Now, there's nothing wrong with an animal being human-like. If a talking wolf has become revered by humans, accepted into their society, and (most importantly) fed, then that wolf may lose its animal instincts and become part of human society. Even so, it should retain some of its old characteristics. If it gets injured badly enough or doesn't get fed, it would probably revert back to its old ways.
Sometimes, talking animals (especially if they're some kind of companion to the hero) are used to pound in a poorly-constructed and blatant message about environmentalism or "acceptance". Fine. I can live with that. But, on the topic of acceptance, talking animals in fantasy seem to fall into the trap of charismatic megafauna. The gift of speech only seems to be granted to "majestic" or "cute" animals, like wolves, bears, birds of prey, snakes (very rarely, and most of the time they're evil), horses, songbirds, dogs, and cats.

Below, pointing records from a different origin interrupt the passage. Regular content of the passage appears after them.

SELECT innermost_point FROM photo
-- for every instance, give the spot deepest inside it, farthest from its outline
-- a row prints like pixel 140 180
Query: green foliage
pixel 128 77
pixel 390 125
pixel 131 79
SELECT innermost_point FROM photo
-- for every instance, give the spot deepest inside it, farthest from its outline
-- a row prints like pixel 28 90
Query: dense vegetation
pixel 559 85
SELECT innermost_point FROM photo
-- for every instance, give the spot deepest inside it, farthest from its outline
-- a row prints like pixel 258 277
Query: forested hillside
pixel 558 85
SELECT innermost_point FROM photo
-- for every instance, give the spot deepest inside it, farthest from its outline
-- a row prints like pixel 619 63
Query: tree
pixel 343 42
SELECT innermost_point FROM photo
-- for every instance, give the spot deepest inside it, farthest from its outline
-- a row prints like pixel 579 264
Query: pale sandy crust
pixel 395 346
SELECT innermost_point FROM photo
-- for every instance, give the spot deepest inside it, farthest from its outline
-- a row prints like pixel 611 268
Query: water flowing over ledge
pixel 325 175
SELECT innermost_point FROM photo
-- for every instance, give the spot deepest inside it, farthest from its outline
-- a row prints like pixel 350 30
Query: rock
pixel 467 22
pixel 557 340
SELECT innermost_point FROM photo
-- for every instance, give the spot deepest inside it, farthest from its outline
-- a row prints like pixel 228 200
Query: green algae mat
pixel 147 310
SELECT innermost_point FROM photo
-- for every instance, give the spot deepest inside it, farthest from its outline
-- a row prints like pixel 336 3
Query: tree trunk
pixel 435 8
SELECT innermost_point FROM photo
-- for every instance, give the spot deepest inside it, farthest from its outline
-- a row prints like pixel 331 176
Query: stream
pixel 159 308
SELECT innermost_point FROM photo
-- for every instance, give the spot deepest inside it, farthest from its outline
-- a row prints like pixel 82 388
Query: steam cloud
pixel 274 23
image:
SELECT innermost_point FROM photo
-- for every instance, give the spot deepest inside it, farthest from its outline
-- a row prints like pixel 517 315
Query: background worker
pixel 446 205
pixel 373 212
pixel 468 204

Why not less glamorous animals? I don't think I've ever seen a talking dung beetle, or a talking wild boar. Heck, there are a lot of interesting animals out there, but not many of them are ever given page-time, or a speaking role.
1. Shrikes. These guys are the Ozzy Osbournes of songbirds. They don't just kill and eat insects, smaller birds, and small mammals. They impale them on thorns and come back later when they're hungry. Imagine how telepathic conversations with those would unfold.
Generic Fantasy Hero: I'm not sure how to do this. I love Kassandra, but I think that she might be falling for that jerk Hardin.
Shrike: Just kill him.
Generic Fantasy Hero: What?
Shrike: You heard me, moron. Just slit his throat in his sleep. That or shove a spear through his body and leave it there for a few days. I see no problem with that.
2. Ants. An ant could rally an army better than any king or general. Ants will fight to the death for the sake of their hill. They could inspire people to rebuild after a disaster or siege, since they, you know, do it all the time.
3. Leeches/maggots. A group of leeches or maggots could be much more useful than an adorable kitty cat in case of injury. Maggots could be useful for other purposes too. Look at this situation.
The hero is a retainer for the prestigious King Phalox of Argentia, who is attending a feast at the palace of another equally powerful king. The retainer knows that the other king intends to take over Argentia and kill King Phalox, but Phalox trusts the other king wholeheartedly. As the main course, an enormous roast cow, is revealed, the hero sends his maggot friends to burrow into King Phalox's steak, and... I think it would be easy to tell what happens next.
Can you do that with a wolf or a falcon? Heck no.